Essas decisões causa um desvirtuamento sem saber o real sentido. Parece que se deseja agradar gregos e troianos, mas deixam de lado o devido processo legal, mediante uma fraude discursiva.

 

A repetição do ato pode sanar a nulidade, na qual não sendo possível, será declarada a nulidade, por meio de decisão judicial, não sendo necessário provar prejuízos.

 

Porém, indaga-se que o art. 563 do Código de Processo Penal aduz que deve provar prejuízo. A redação do dispositivo em si é complicada, por ser genérica, podendo ser manipulada pelo julgador.

 

O que é prejuízo? Essa é uma pergunta que carrega uma imprecisão conceitual nítida, e mediante essa manipulação, geralmente faz com que a defesa produza essa “prova”. Como se prova prejuízo?

 

A despeito dessa transferência de carga para  a parte que a alega nulidade, sempre se verifica a violação de direitos e garantias fundamentais, dentre eles, ampla defesa e contraditório, presunção de inocência, etc.

 

A não realização de ato estipulado em lei, por si só, é perceptível a nulidade, sob pena de incutir que o legislador estabeleceu regras sem sentidos.

 

Essa inversão, geralmente incutida para a defesa, que se molda em prova impossível, jamais será permitida olhando o devido processo legal e suas garantias constitucionais.

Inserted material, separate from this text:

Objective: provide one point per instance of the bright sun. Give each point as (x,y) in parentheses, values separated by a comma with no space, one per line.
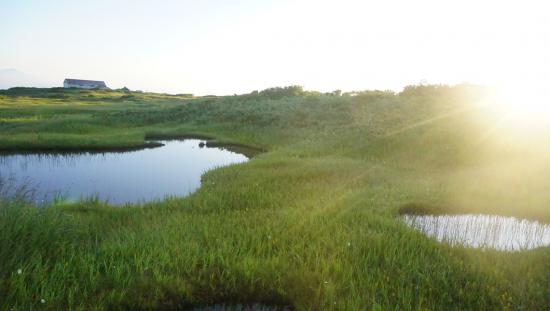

Isto é, não é a parte que alega a nulidade que deve provar “prejuízos”.

 

Nesse emaranhado de incertezas que geram em torno das nulidades, não é o melhor caminho para ser estabelecer as garantias constitucionais no processo penal.

 

O processo penal contemporâneo, é regrado por direitos fundamentais e essas incertezas não é aplicável nesse modelo, na qual proíbe que as regras sejam esvaziadas e não tenham a devida utilidade.

 

É de difícil constitucionalidade decisões – e até o art. 563 do CPP – que fazem incumbir ao acusado a carga probatória do referido prejuízo. Ter um processo criminal contra si é um prejuízo, conforme dizia Carnelutti.

 

Que 2021 seja um ano sem maiores prejuízos.